Date: 09 September 2010

Mark Sinclair is boss of leasing firm Alphabet

The trouble with running a fleet these days isn't that there's not a solution for almost every problem you encounter. It's that there are usually half a dozen 'solutions' for everything.

There are funding solutions, fuel management solutions, software solutions, risk solutions, tyre solutions, windscreen solutions, driver solutions, tracking solutions, security solutions and solution-solving solutions.

Okay, I made that last one up. But you get the picture. If all these 'solutions' actually reflected genuine problems, most fleets would need a support system the size of the NHS just to make it through a single working day.
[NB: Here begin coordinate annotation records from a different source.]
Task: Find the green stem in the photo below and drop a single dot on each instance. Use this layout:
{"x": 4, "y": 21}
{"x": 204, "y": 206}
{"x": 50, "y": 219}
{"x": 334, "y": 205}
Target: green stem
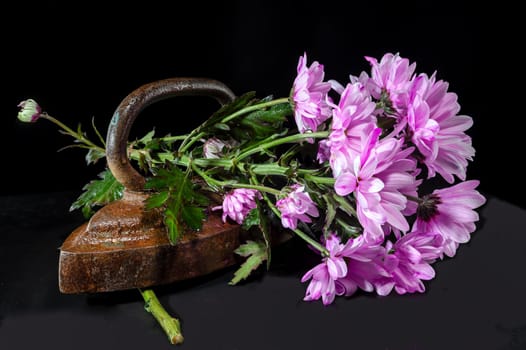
{"x": 73, "y": 133}
{"x": 255, "y": 108}
{"x": 173, "y": 138}
{"x": 320, "y": 179}
{"x": 192, "y": 139}
{"x": 169, "y": 324}
{"x": 218, "y": 183}
{"x": 283, "y": 140}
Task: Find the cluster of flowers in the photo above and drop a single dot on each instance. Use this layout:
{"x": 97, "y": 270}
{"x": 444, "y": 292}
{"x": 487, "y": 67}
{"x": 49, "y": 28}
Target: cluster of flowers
{"x": 378, "y": 139}
{"x": 388, "y": 131}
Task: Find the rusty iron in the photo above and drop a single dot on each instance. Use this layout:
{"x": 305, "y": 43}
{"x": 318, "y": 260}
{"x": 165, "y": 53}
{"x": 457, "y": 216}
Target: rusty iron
{"x": 125, "y": 246}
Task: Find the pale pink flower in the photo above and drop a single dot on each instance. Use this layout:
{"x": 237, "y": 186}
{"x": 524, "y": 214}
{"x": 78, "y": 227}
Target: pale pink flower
{"x": 352, "y": 123}
{"x": 324, "y": 277}
{"x": 451, "y": 213}
{"x": 29, "y": 112}
{"x": 436, "y": 129}
{"x": 409, "y": 263}
{"x": 238, "y": 203}
{"x": 297, "y": 205}
{"x": 364, "y": 265}
{"x": 309, "y": 95}
{"x": 379, "y": 178}
{"x": 213, "y": 148}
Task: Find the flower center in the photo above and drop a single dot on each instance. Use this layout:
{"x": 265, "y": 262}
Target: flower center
{"x": 427, "y": 208}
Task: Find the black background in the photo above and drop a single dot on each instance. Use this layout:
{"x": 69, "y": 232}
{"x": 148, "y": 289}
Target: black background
{"x": 80, "y": 59}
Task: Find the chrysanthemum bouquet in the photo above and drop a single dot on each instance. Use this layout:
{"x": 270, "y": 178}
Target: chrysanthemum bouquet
{"x": 341, "y": 166}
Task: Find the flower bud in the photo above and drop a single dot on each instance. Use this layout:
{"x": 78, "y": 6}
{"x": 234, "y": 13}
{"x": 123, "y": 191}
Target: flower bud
{"x": 212, "y": 148}
{"x": 29, "y": 112}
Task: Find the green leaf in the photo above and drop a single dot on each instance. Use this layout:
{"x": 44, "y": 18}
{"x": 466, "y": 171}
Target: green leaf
{"x": 98, "y": 193}
{"x": 238, "y": 103}
{"x": 256, "y": 253}
{"x": 173, "y": 226}
{"x": 94, "y": 155}
{"x": 157, "y": 200}
{"x": 252, "y": 219}
{"x": 193, "y": 216}
{"x": 183, "y": 203}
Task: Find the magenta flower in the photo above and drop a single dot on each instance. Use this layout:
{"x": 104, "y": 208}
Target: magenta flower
{"x": 213, "y": 148}
{"x": 238, "y": 203}
{"x": 309, "y": 94}
{"x": 409, "y": 263}
{"x": 379, "y": 178}
{"x": 437, "y": 131}
{"x": 450, "y": 212}
{"x": 352, "y": 123}
{"x": 392, "y": 75}
{"x": 29, "y": 112}
{"x": 325, "y": 277}
{"x": 296, "y": 206}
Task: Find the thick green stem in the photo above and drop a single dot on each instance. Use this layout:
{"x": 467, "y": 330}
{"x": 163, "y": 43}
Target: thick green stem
{"x": 283, "y": 140}
{"x": 73, "y": 133}
{"x": 254, "y": 108}
{"x": 320, "y": 179}
{"x": 169, "y": 324}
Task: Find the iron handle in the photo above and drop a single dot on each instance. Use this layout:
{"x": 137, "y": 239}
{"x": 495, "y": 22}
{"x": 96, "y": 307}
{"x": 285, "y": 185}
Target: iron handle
{"x": 134, "y": 103}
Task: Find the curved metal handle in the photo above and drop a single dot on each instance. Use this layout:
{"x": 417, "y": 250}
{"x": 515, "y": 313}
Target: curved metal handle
{"x": 134, "y": 103}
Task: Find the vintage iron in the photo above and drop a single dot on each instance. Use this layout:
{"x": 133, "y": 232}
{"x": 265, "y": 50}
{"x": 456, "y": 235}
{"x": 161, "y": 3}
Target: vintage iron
{"x": 124, "y": 246}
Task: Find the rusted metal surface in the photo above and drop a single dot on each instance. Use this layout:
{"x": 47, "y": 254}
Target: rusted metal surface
{"x": 125, "y": 246}
{"x": 134, "y": 103}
Of course, businesses get by very happily without daily interventions from the fleet equivalent of paramedic teams, Dyno-Rod or the A-Team. In reality, what are being sold as 'solutions' are mostly straightforward products or services for meeting essential fleet needs.

Nevertheless, suppliers much prefer the heavily-overused marketing shorthand word 'solution' - perhaps because it sounds sexier and because it implies that they can deliver something that will quickly, easily and permanently fix everything that the customer wants done. We all know how that is likely to end up!
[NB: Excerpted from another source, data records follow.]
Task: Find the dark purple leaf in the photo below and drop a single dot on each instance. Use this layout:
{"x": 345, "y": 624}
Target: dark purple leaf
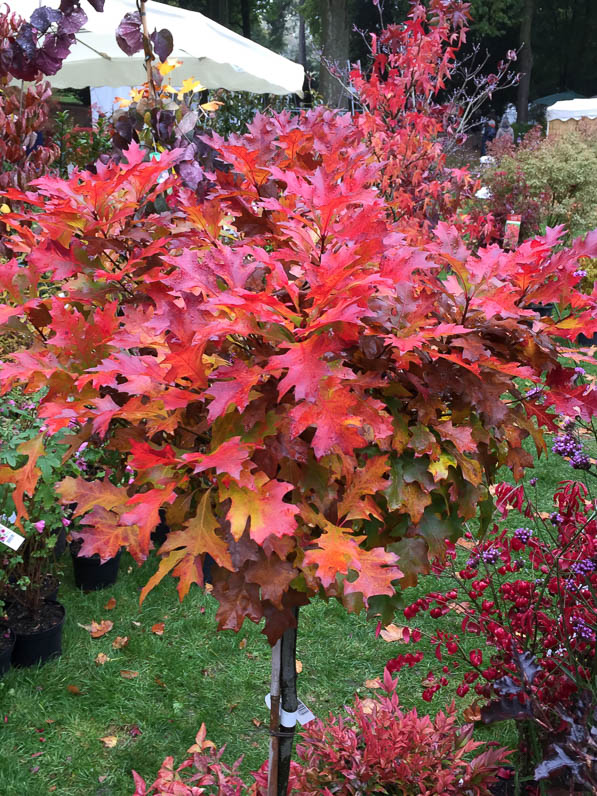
{"x": 163, "y": 43}
{"x": 27, "y": 40}
{"x": 129, "y": 35}
{"x": 73, "y": 22}
{"x": 505, "y": 709}
{"x": 506, "y": 686}
{"x": 53, "y": 52}
{"x": 191, "y": 173}
{"x": 43, "y": 17}
{"x": 560, "y": 760}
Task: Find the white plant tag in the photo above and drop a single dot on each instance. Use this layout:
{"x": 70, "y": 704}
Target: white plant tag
{"x": 303, "y": 715}
{"x": 10, "y": 538}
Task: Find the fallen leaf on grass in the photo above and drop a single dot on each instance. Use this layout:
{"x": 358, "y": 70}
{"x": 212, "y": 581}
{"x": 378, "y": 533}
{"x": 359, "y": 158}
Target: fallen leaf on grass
{"x": 373, "y": 683}
{"x": 472, "y": 713}
{"x": 109, "y": 741}
{"x": 368, "y": 705}
{"x": 97, "y": 630}
{"x": 395, "y": 633}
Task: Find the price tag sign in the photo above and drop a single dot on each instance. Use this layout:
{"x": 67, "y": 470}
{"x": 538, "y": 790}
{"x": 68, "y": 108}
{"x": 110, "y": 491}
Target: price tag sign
{"x": 10, "y": 538}
{"x": 303, "y": 715}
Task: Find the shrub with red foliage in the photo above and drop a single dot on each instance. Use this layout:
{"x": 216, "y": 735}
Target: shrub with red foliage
{"x": 376, "y": 747}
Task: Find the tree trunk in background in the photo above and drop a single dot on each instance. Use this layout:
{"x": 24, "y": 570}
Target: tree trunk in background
{"x": 334, "y": 34}
{"x": 245, "y": 10}
{"x": 302, "y": 42}
{"x": 525, "y": 60}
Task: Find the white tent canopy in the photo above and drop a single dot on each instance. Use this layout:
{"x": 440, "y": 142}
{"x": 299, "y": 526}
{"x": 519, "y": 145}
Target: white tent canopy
{"x": 209, "y": 52}
{"x": 573, "y": 109}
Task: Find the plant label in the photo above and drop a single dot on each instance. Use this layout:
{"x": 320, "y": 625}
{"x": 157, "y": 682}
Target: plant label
{"x": 302, "y": 714}
{"x": 10, "y": 538}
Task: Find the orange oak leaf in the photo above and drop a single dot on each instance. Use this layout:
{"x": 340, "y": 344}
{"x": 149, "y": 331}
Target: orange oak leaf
{"x": 89, "y": 494}
{"x": 98, "y": 629}
{"x": 376, "y": 572}
{"x": 229, "y": 457}
{"x": 263, "y": 506}
{"x": 367, "y": 480}
{"x": 183, "y": 551}
{"x": 337, "y": 551}
{"x": 25, "y": 478}
{"x": 273, "y": 575}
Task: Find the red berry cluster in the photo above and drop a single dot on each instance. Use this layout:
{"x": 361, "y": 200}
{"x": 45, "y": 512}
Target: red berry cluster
{"x": 523, "y": 590}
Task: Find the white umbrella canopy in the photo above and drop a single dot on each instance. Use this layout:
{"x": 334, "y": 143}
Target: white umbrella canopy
{"x": 209, "y": 52}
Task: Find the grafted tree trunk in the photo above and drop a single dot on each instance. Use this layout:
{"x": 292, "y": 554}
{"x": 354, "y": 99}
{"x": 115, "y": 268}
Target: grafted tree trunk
{"x": 302, "y": 42}
{"x": 525, "y": 60}
{"x": 334, "y": 29}
{"x": 284, "y": 700}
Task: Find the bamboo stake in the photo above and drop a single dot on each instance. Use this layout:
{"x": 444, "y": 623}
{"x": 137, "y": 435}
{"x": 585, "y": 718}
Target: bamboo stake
{"x": 147, "y": 47}
{"x": 274, "y": 720}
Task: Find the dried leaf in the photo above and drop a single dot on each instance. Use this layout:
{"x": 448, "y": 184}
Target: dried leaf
{"x": 97, "y": 630}
{"x": 395, "y": 633}
{"x": 109, "y": 741}
{"x": 368, "y": 705}
{"x": 472, "y": 713}
{"x": 373, "y": 683}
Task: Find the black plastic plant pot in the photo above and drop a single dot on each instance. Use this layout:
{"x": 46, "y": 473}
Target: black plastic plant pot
{"x": 7, "y": 642}
{"x": 91, "y": 574}
{"x": 38, "y": 646}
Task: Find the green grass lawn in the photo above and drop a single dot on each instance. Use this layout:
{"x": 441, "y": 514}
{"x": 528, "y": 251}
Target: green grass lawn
{"x": 51, "y": 737}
The American journalist and broadcaster Eric Sevareid almost certainly had this in mind when he said, only half-jokingly, that the chief cause of problems is solutions.

With four decades of reporting from the frontlines of business, politics and war under his belt, Sevareid knew what he was talking about. He'd watched the iron law of unintended consequences at work all over the world: solving a problem in isolation creates a host of new problems that didn't exist before the solution came along.
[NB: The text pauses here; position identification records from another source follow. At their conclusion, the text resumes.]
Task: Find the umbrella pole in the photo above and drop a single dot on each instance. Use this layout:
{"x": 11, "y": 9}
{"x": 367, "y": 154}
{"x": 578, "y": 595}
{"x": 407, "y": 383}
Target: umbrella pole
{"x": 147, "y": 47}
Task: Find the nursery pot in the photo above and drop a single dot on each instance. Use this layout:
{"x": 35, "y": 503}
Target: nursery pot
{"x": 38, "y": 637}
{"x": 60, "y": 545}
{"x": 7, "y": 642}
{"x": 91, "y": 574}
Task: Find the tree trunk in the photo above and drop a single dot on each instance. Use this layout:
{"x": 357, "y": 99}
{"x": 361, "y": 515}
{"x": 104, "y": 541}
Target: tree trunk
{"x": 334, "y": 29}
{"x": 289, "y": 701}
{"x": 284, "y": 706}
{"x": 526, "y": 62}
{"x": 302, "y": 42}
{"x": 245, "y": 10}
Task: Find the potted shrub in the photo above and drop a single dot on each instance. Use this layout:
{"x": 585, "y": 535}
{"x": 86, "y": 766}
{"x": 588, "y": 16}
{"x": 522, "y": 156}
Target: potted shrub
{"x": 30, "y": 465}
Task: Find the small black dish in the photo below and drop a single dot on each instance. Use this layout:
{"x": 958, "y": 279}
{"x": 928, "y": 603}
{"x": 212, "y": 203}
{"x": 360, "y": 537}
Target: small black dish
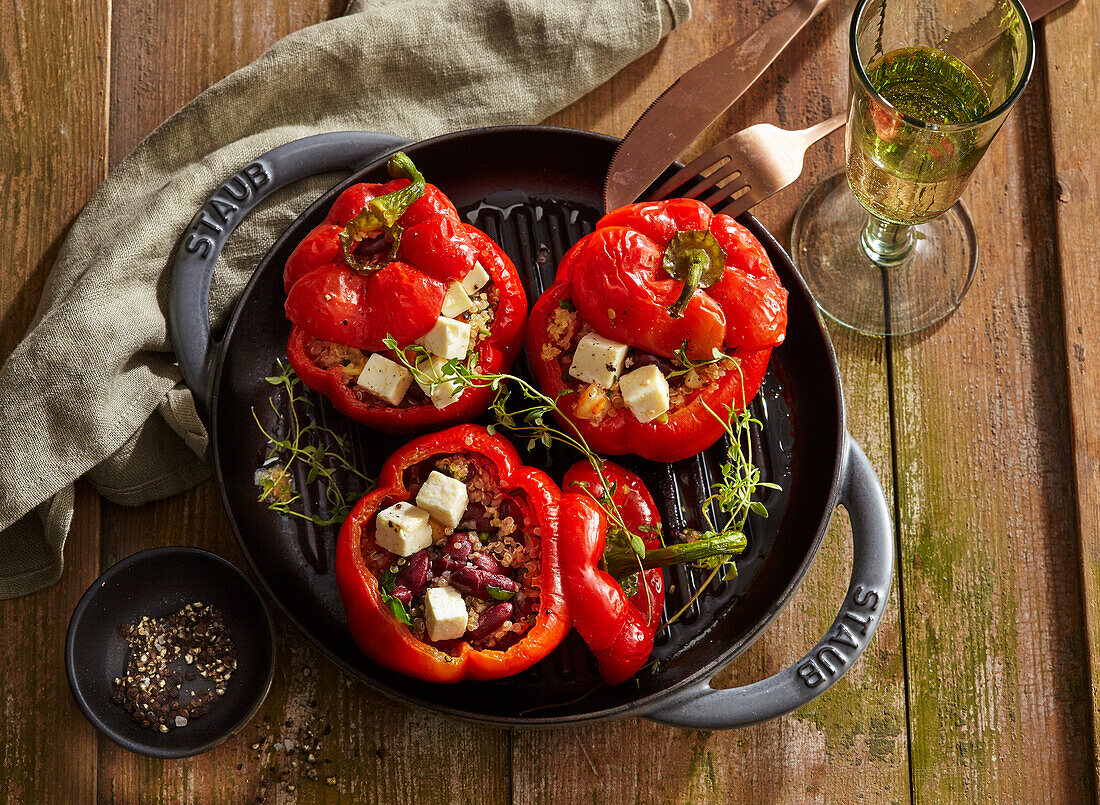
{"x": 157, "y": 583}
At this point I must hold up my own hand and admit that I've been as guilty of calling services solutions as the next man. But I'm planning to tone it down somewhat in future because using appropriate language is an important part of achieving the outcomes that customers want.

After all, few businesses have the kind of major problem with their fleet that require an instant and radical solution. But most organisations do look to outside contractors to fulfil specific fleet tasks.

Rather than trying to cherry pick from a selection of whizz-bang, off-the-shelf 'solutions' offered by a plethora of suppliers, the customer's primary requirement is to find the right partner to help them deliver continual improvements in cost and efficiency over time. If that partner can provide all the products and services that the customer needs, and easily adapt them to fulfil the customer's specific requirements, so much the better. That really is something that genuinely deserves to be called 'a solution.'

At the end of the day, there's still no substitute for high quality service from a supplier who is committed to building an effective, lasting partnership. Or, to segue a little awkwardly from Eric Sevareid to Bananarama, 'It's not what you do it's the way that you do it'.

I know that won't stop some operators looking for some seductively-packaged, impressive-sounding, instant fix that will magically solve all their fleet 'problems'. All I can say is that, if they believe that such a thing really exists, I've got a cantilevered steel and masonry river crossing solution to sell them.